Cet article est proposé par le Magazine "Liberalis"...
Avec ce numéro du magazine LIBERALIS, nous vous invitons à poser un autre regard sur vos professions libérales.
Nous vous invitons à découvrir nos rubriques à travers le prisme des sentiments et de l’action comme « Se passionner », « S’étonner » pour découvrir les savoir-faire ou encore « S’enflammer » pour les témoignages de collectionneurs.
(Histoire / Fashion) : « Jean Paul Gaultier pour Stéphane Kélian, roman d’une rencontre » au Musée de la Chaussure de Romans-sur-Isère.
Le musée de la Chaussure de Romans-sur-Isère dans la Drôme, labellisé « Musée de France », est riche d’une collection unique. Sa singularité, la chaussure, et son étendue sur cinq continents de l’Antiquité à nos jours lui confèrent cette unicité.

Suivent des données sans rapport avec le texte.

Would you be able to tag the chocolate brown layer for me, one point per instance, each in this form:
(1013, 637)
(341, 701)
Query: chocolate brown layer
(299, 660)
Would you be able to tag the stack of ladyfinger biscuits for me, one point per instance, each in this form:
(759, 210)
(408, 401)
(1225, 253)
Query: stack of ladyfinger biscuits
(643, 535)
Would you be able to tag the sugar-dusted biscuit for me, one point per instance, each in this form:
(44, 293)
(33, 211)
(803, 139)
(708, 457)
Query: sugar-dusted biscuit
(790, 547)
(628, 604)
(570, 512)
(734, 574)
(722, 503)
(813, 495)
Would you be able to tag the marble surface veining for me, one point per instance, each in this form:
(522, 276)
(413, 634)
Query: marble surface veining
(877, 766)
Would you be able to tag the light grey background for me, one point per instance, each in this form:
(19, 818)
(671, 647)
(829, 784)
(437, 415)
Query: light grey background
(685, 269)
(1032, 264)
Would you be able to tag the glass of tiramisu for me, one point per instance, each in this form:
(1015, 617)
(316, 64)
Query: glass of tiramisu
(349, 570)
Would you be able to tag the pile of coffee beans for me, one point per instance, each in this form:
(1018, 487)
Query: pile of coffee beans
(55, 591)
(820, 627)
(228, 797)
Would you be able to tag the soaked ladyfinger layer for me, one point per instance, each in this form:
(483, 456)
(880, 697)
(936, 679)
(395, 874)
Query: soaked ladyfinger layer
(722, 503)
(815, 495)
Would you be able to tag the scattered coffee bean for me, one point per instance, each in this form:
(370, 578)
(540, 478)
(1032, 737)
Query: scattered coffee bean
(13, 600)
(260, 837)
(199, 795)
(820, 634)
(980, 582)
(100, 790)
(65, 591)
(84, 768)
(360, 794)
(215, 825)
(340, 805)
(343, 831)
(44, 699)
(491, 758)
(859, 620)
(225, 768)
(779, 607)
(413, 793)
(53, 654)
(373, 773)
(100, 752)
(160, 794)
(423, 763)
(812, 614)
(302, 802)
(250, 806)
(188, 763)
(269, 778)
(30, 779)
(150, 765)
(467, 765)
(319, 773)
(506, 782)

- Musée de la Chaussure © ville de Romans
Romans bénéficie d’une notoriété dans le milieu de la mode grâce à trois grandes marques phares, Charles Jourdan, Stéphane Kélian et Robert Clergerie qui vont faire de la ville la capitale de la chaussure haut de gamme. Si la fabrication est locale, la renommée est bien nationale, voire internationale.
Le Musée accueille Jean Paul Gaultier, « L’enfant terrible de la mode », pour cette exposition inédite qui retrace sa collaboration, de 1984 à 1996, avec l’un des grands noms de la chaussure de l’époque, un visionnaire, le Romanais Stéphane Kélian : une rencontre riche et insolite, placée sous le signe de l’audace.
Installée à Romans, Capitale de la chaussure de luxe, dans un lieu emblématique, un ancien couvent de l’ordre des Visitandines devenu « temple de la chaussure », et plus particulièrement au sein d’une magnifique chapelle, cette exposition inédite nous transporte au 7e ciel !
On ne pouvait trouver lieu plus insolite, en effet, pour accueillir Jean Paul Gaultier, aux côtés de Stephane Kélian, chausseur romanais, avec lequel il collabora plus d’une décennie. L’occasion de vous conter, ainsi qu’il le fredonne dans une interview filmée, ce qui fut « un beau roman(s), une belle histoire ». Pour lui qui n’allait pas tarder à faire trembler la planète mode avec ses idées bouillonnantes et son prêt-à-porter déjanté.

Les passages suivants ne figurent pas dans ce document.